This year’s Turner Prize exhibition has mostly avoided the platitudes normally levelled on it by the popular press, but this does not mean it is a show of uninspired art. In fact, the variety of work in terms of medium and subject matter is vast, contributing towards an intriguing mix of artistic practice within the four gallery spaces.
The first nominee is the painter Dexter Dalwood who presents fragmented interiors and landscapes that he imagines and reconstructs from famous scenes to engage in a dialogue with narrative painting of the 19th century, laced with deep political and historical contexts. Most of his works are very large and have an immediate impact; Lennie bleeds loneliness and desolation, capturing the emotional resignation of the disturbed itinerant worker in Steinbeck’s post-Great Depression novel Of Mice and Men. A murky green strip cuts across the middle and a hastily formed mountain backdrop perhaps alludes to the character’s state of hazy confusion.
Other works appropriate the faux-patriotism of Jasper Johns or retranslate the Moroccan interiors of Matisse, but they all seem mysteriously flat: perhaps reflecting Dalwood’s method of painting whereby he constructs a collage first, and proceeds to translate this into different methods of working with paint. Dalwood’s paintings are apt for a time during which appropriation, reinterpretation and contextualisation played a defining role to create works to compete with past allegories and narratives.
It seems to be an exercise in curatorship and film theory and really requires the full forty-nine minutes of attention to digest the multifaceted production…
Following this conventionally hung room of paintings are a series of filmic installations by the Otolith Group. Their darkened gallery space appears part cinema, part seminar room with lamps gently illuminating discussion tables coated with pamphlets. Their collaborative practice acts as an investigation into film and documentary as a whole and their film Otolith III recycles and samples footage from sources as diverse as Bollywood cinema to documentary footage of 1960s London in order to adhere to an unused narrative from the same period.

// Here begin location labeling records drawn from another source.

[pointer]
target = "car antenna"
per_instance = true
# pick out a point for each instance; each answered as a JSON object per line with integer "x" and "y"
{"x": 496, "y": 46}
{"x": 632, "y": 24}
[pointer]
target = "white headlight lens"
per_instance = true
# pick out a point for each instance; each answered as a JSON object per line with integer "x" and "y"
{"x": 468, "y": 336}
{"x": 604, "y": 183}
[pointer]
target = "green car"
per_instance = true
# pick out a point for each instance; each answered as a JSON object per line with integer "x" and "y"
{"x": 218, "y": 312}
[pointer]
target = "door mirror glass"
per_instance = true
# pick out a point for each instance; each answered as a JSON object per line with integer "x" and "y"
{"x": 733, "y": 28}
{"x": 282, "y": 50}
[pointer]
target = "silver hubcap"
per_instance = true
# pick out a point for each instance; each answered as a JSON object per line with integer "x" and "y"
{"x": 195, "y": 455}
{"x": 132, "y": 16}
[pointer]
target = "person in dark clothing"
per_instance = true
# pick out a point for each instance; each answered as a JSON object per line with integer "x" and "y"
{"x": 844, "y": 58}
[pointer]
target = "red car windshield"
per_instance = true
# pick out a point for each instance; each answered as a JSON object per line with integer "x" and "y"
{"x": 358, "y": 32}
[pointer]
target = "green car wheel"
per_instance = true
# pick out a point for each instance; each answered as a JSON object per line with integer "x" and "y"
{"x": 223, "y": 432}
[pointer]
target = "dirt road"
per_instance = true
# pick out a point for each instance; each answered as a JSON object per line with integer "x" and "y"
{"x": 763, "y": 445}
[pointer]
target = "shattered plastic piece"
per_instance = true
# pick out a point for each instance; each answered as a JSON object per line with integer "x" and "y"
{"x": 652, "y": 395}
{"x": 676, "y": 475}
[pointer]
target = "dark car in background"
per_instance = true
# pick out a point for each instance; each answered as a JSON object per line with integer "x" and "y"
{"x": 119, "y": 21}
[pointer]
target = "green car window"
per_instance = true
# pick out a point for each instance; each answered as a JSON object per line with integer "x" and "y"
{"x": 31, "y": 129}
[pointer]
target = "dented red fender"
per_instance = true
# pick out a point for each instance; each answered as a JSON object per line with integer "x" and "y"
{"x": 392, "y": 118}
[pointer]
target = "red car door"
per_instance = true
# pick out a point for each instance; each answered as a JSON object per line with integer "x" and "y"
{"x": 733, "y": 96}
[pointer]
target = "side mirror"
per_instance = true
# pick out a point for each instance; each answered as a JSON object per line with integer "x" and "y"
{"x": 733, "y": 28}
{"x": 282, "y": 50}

It seems to be an exercise in curatorship and film theory and really requires the full forty-nine minutes of attention to digest the multifaceted production, not too dissimilar to the work of Goshka Macuga – a nominee of two years ago, who also presented a body of work akin to cultural anthropology, appropriating archival material to aid an understanding of the contemporary world.
One would find it difficult not to smile at the work of Angela de la Cruz and her collection of playfully mangled, anthropomorphic works that dance across the boundaries of painting and sculpture. Glossy, monochromatic canvases look sorry for themselves as they begin to fall off stretchers and fold elegantly like apologetic drapery, perhaps mourning the supposed death of painting and waiting to evolve into a magnificent sculpture. They may also be works of artistic frustration: the hopeless canvas bashed about by the artist simply because it was not turning out the way she wanted it, now leaving an object of reluctant beauty.
…the gallery is full yet deserted.
The final room by Scottish Sound artist Susan Phillipsz can be heard melting audibly throughout most of the exhibition, and her decidedly empty display is punctuated by three speakers mounted low down in corners. The haunting lament of Lowlands Away, a Scottish folk song mourning the death of a sailor and the lover he leaves behind, is sung by Phillipsz in three versions that complement and echo eerily to create a strange presence in the empty space: the gallery is full yet deserted. Lowlands was originally installed under a bridge across the Clyde and although it loses some resonance inside, it still retains that element of acute nostalgic loss. The tune will stay with you too, leaving a lasting artistic impression unlike an image burned onto the retina.